Tokyo Ski Trains—Japan runs regular trains from Tokyo north to ski country, as well as from Sapporo to resorts on Hokkaido. Popular day trips from Tokyo include: the bullet train ride to Karuizawa Prince Hotel Ski Area or “KaruSki”; the express train Azusa from Tokyo’s Shinjuku station to Fujimi Panorama Resort in Nagano; and the short trip from Tokyo Station on the Max Tanigawa bullet-train to GALA Yuzawa Snow Resort, where the ski-area ticket counter is actually in the train station.


Via Rail Snow Train Express—From Edmonton, Alberta, hop on the Via Rail Snow Train to Jasper National Park, a UNESCO World Heritage Site with some of the most stunning mountain scenery in the world. At Jasper Station, head to your hotel and can catch a free shuttle to nearby Marmot Basin ski resort.

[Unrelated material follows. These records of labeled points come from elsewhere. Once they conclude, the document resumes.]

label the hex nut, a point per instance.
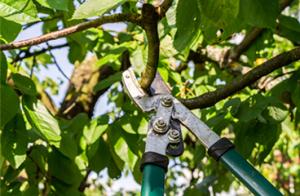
(159, 126)
(174, 136)
(167, 101)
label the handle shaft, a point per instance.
(153, 180)
(247, 174)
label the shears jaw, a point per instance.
(164, 133)
(136, 93)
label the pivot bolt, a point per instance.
(160, 126)
(167, 101)
(174, 136)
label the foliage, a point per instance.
(48, 150)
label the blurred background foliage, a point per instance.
(53, 149)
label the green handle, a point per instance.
(153, 180)
(247, 174)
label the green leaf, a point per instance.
(259, 13)
(96, 128)
(109, 58)
(64, 169)
(9, 104)
(9, 34)
(72, 131)
(21, 11)
(55, 4)
(3, 68)
(277, 112)
(289, 27)
(92, 8)
(24, 84)
(108, 82)
(101, 158)
(187, 23)
(14, 140)
(45, 125)
(221, 12)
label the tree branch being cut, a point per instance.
(126, 17)
(211, 98)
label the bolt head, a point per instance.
(167, 101)
(174, 136)
(160, 126)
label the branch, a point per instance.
(57, 65)
(150, 19)
(36, 53)
(163, 8)
(134, 18)
(211, 98)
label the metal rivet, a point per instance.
(159, 125)
(174, 136)
(167, 101)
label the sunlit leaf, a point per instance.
(9, 104)
(44, 123)
(21, 11)
(9, 34)
(55, 4)
(24, 84)
(95, 8)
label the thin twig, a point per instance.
(36, 53)
(150, 19)
(129, 17)
(211, 98)
(56, 64)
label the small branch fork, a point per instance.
(148, 21)
(211, 98)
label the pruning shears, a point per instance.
(164, 138)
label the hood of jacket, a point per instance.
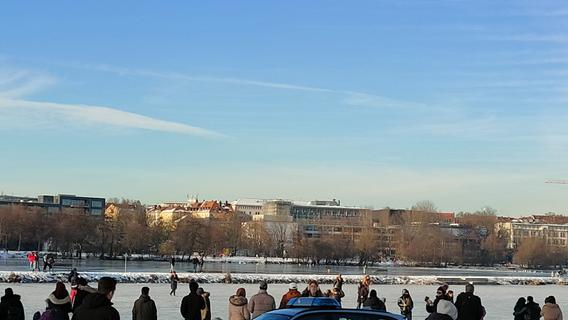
(14, 297)
(96, 300)
(551, 308)
(87, 288)
(238, 300)
(54, 300)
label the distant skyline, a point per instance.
(375, 103)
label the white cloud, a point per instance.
(15, 85)
(19, 83)
(533, 37)
(350, 97)
(108, 116)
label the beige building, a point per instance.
(554, 234)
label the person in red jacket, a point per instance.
(292, 293)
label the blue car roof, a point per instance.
(292, 312)
(313, 302)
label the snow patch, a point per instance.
(149, 277)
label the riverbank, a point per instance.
(161, 277)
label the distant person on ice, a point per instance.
(173, 283)
(144, 307)
(440, 295)
(205, 313)
(11, 307)
(292, 293)
(445, 310)
(373, 302)
(405, 304)
(550, 310)
(59, 303)
(363, 291)
(312, 290)
(520, 311)
(195, 263)
(192, 304)
(469, 305)
(238, 306)
(261, 302)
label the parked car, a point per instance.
(324, 309)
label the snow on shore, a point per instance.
(152, 277)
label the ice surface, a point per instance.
(497, 299)
(157, 277)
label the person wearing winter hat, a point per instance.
(373, 302)
(440, 295)
(144, 307)
(336, 293)
(550, 310)
(292, 293)
(445, 310)
(363, 290)
(59, 302)
(261, 302)
(405, 304)
(469, 305)
(238, 309)
(312, 290)
(10, 306)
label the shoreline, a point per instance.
(163, 277)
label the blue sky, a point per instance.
(376, 103)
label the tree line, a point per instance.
(416, 241)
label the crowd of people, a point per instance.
(85, 302)
(48, 260)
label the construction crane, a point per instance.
(557, 181)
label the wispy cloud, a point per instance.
(348, 96)
(534, 37)
(19, 83)
(16, 85)
(108, 116)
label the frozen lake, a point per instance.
(97, 265)
(498, 300)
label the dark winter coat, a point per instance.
(533, 309)
(292, 293)
(174, 280)
(405, 304)
(96, 306)
(431, 308)
(438, 316)
(306, 293)
(375, 303)
(362, 292)
(238, 308)
(11, 308)
(144, 309)
(81, 293)
(191, 306)
(206, 314)
(338, 283)
(469, 306)
(551, 311)
(521, 312)
(60, 308)
(336, 294)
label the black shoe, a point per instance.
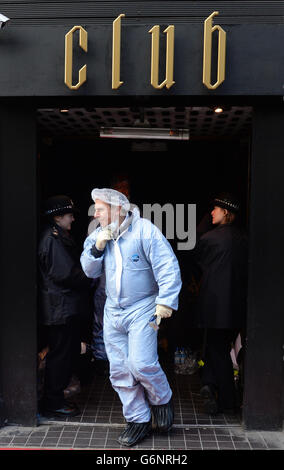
(163, 416)
(101, 367)
(235, 410)
(210, 402)
(65, 411)
(134, 433)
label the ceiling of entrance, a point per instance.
(201, 121)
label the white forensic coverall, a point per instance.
(141, 271)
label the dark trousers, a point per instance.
(63, 342)
(218, 367)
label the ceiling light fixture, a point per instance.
(144, 133)
(3, 20)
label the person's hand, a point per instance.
(162, 311)
(103, 237)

Le Massif Train—An off-the-radar world-class destination, one of many features that set Le Massif, Quebec, apart is that it can be reached by train. There was no accommodation at the hill until Club Med opened this year, so if you were here more than a day you’d traditionally bunk in the riverside town of Baie St. Paul. From there, a scenic 40-minute train ride delivers you to Le Massif station where you board a gondola to the main base area.


Trans-Siberian Railroad—The most exotic entry on this list, it may not be a ski train per se, but the Trans-Siberian Railroad traverses almost 10,000 km of Mother Russia, delivering you to little-known places and mountain ranges that showcase a fringe backcountry ski community, deep Siberian powder, and skiing’s ancient origins.


Leslie Anthony is a Whistler-based author, editor, biologist and bon vivant who has never met a mountain he didn’t like.